Goodman also hopes to spend more time at the Cleveland Cinematheque, which is going through its own transition: Co-Founder John Ewing steps down on June 30. Until then, he's been programming films which he's always wanted to show but never got the chance. On his last day, he'll present three of his most beloved: Orson Welles' "The Magnificent Ambersons," the Japanese film "Late Spring" and his favorite movie of all time, 1953's "Shane."
"I saw it at a pivotal point in my life," he said. "It's very slow and kind of brooding and moody. But I like that about it."
That was in 1966. Soon, he was writing film reviews for his school paper at Glenwood High in Canton. Eventually, he also programmed films while attending Denison University. Later, he did the same thing at the Canton Palace Theatre. Yet showing esoteric art films in a large, ornate movie palace wasn't always viable. After reading about independent art house cinemas in a book by Leonard Maltin, Ewing found his calling.
"Cleveland was notably absent from this book," he said. "I thought, 'That's what I wanna do. I wanna open the theater like that.'"

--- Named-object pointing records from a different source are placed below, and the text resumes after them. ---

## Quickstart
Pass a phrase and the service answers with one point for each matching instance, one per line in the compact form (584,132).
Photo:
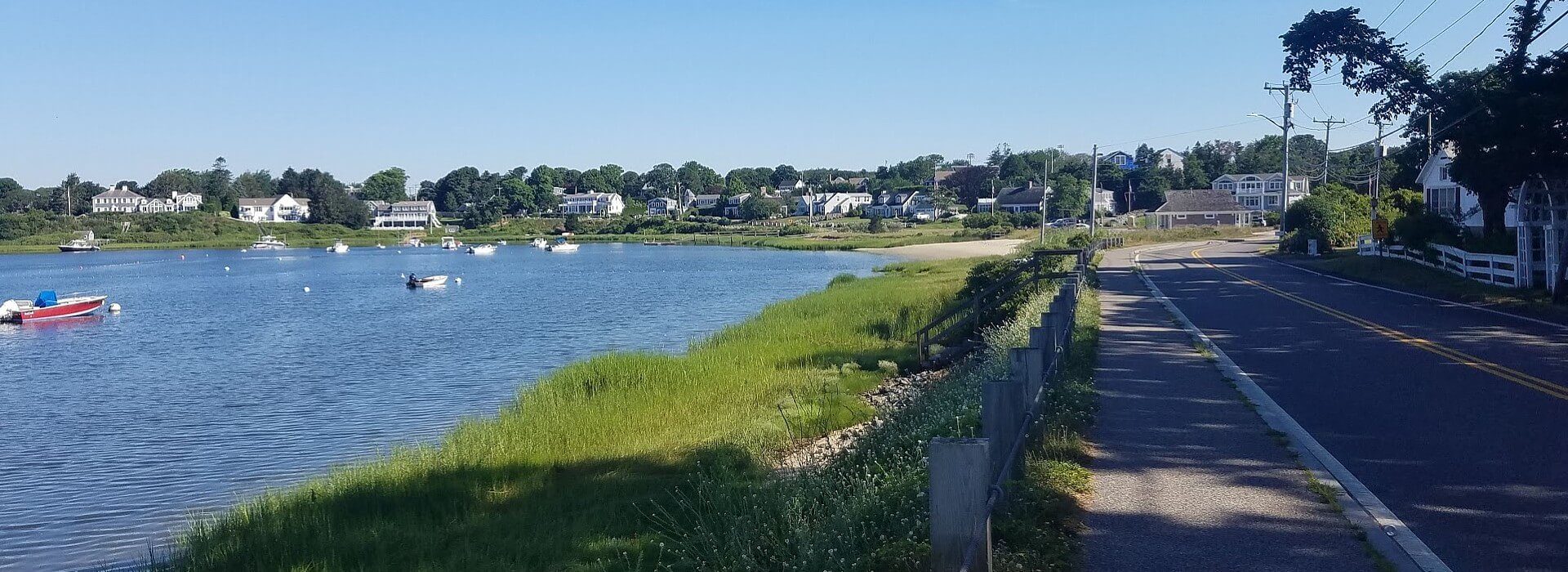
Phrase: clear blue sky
(122,90)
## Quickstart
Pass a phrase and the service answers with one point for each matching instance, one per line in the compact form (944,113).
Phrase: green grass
(1410,276)
(565,478)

That was 1984. After securing backing from George Gund III, Ewing began showing films in a lecture hall at Case Western Reserve University in 1985. A year later, he moved to the Cleveland Institute of Art's Aitken Auditorium.
"I really kind of fell in love with it," he said. "It wasn't the most comfortable room. But it had a stage, it had a screen, it had a projection booth. Most importantly, it was heated, and it was air conditioned. And it had a parking lot. It wasn't really being used on the weekends too."

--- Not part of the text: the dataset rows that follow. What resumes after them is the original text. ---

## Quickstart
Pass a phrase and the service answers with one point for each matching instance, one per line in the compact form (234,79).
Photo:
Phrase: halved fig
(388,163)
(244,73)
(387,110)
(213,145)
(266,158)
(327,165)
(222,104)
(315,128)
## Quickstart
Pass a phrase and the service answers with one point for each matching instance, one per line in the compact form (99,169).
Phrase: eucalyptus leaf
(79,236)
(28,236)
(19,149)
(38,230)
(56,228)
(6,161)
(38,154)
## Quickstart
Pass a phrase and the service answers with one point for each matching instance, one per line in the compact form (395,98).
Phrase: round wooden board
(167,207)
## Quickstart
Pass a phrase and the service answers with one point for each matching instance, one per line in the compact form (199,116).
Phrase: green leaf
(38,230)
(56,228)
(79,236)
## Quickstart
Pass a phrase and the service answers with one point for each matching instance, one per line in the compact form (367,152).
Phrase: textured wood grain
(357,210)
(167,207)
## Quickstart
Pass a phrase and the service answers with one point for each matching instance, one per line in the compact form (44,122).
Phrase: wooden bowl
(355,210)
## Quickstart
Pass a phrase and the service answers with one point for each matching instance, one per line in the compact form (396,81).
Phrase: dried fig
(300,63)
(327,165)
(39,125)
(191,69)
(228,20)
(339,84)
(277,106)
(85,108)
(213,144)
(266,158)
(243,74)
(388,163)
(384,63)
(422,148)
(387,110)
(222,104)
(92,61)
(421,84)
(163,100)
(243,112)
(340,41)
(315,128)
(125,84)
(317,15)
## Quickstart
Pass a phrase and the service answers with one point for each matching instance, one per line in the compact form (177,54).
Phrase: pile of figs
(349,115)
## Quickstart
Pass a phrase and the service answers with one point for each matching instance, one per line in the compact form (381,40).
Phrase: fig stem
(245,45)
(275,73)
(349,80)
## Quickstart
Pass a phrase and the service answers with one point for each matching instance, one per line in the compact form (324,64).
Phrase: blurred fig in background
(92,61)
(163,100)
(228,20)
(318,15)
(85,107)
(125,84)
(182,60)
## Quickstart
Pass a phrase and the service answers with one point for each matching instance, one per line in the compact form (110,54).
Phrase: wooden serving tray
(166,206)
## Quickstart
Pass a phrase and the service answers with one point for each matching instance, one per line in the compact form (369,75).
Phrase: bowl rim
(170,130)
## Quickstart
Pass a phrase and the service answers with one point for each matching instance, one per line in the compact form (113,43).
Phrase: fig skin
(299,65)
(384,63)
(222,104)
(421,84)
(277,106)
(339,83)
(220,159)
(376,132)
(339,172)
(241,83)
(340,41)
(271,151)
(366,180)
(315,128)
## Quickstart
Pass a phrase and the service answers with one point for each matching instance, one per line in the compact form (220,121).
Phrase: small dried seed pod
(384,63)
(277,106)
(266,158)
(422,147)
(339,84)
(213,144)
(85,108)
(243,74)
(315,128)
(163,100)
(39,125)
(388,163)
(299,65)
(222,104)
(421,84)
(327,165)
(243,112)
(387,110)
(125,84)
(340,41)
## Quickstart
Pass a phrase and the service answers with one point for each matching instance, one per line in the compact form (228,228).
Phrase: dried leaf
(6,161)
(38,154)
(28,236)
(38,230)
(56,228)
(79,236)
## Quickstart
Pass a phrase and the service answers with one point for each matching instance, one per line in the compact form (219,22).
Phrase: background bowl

Four decades and an estimated 10,000 movies later, Ewing said he still looks for the same qualities when selecting films for the Cinematheque’s purpose-built space, opened in 2015.

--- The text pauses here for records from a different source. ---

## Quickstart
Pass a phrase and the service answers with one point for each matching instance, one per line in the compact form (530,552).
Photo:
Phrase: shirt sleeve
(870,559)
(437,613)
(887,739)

"The bottom line to me is that these are good movies," he said. "We support film as art and artifact. The whole point of the Cinematheque from the beginning was to show stuff that wasn't coming here. And that still is our mission."
That mission is being taken up by Bilgesu Sisman, who has worked in programming and marketing at the Maryland Hall cultural center in Annapolis and Film Streams in Nebraska. She and Ewing are working in tandem this month as he prepares for retirement.
"I'll still go to theaters, and I hope to be at the Cinematheque regularly," he said. "That's why I keep telling people, 'I may not be on stage, but I'll be in the audience as long as they show stuff that I want to see.’ I'll certainly be lobbying for my kind of movies. So, they may get sick of hearing from me."